El tiempo, que es la forma misma de presentación de lo real, encierra insolubles dificultades intrínsecas, sin embargo, para la aprehensión conceptual de su esencia. El tiempo vivido con la conciencia de existir, el tiempo de la conciencia, es lo que llamamos temporalidad.
La confusión entre temporalidad y tiempo es el primer escollo intelectual que aparece, porque a la temporalidad le es inherente la duración; el tiempo de la conciencia dura, porque en la duración es donde puede desplegarse el ser. Esa duración tiene siempre, además, un matiz subjetivo de apreciación: No es lo mismo el tiempo del goce que el de la espera o el de la angustia.
La duración es la experiencia de la continuidad de cualquier proceso en nuestra conciencia, y requiere por tanto de la memoria.
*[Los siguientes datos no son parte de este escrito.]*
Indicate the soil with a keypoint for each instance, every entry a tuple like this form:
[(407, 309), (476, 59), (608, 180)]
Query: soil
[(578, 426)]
La duración es una experiencia constantemente actualizada, que sin embargo, la atención orientada hacia ella pone en duda.
Las cosas están siendo, yo estoy siendo con ellas, hasta que decido fijarme en ese durar de las cosas y mío, y entonces mi razón, mi capacidad analítica, me descubren descomponiendo esa continuidad en un instante, que denomino presente, y que deja a un lado un pasado que ya no es, y anticipa un futuro que todavía no es. Entre esas dos ausencias, la fijación de mi atención adelgaza el instante del presente hasta su desaparición.
Los orientales utilizan, al parecer, una metáfora para esto: La conciencia- el presente- es como el cuchillo que corta el pan del tiempo. Corte por donde corte, donde está el cuchillo, no se encuentra pan.
Los filósofos antiguos constataron ya esta paradoja: que estamos hechos de tiempo, que fluimos con él, en perpetuo cambio, que no nos bañamos dos veces en el mismo río, según declaró Heráclito, y sin embargo, nuestro pensamiento nos conduce a una refutación del tiempo: nada es el pasado, nada el futuro, nada el presente. La suma de esas tres nadas, que es el tiempo, sólo puede dar nada.
Algún filósofo, como Platón y su escuela, recurrieron al artificio de separar tiempo y eternidad, que sería la fijación de ese fugaz instante presente, que para nosotros es cuando ya ha dejado de ser. El mundo verdadero, el de las esencias, pertenece a la eternidad, al tiempo que no pasa, y, por tanto, es. (Y al ser, deja de ser, la eternidad es lo contrario del tiempo).
Kant recluyó el tema en el ámbito de lo impensable a priori. El tiempo es una forma básica de la sensibilidad, la primera de todas. Sin él no podemos concebir ni representar nada. Es previo incluso al espacio, ya que si podemos concebir entes ajenos al espacio, como los números o la música.
Que sea ingrediente indispensable de nuestra representación del mundo no implica que no lo sea también de las cosas en sí.
El tiempo en Kant es tan sólo la constatación de la temporalidad primordial, elevada a categoría. Su esencia, una vez más, se le escapa a él también.
Nadie sabe en esencia qué es el tiempo. Ni siquiera la física moderna, que se cuestiona esencialmente su naturaleza vía la experimentación y la medida.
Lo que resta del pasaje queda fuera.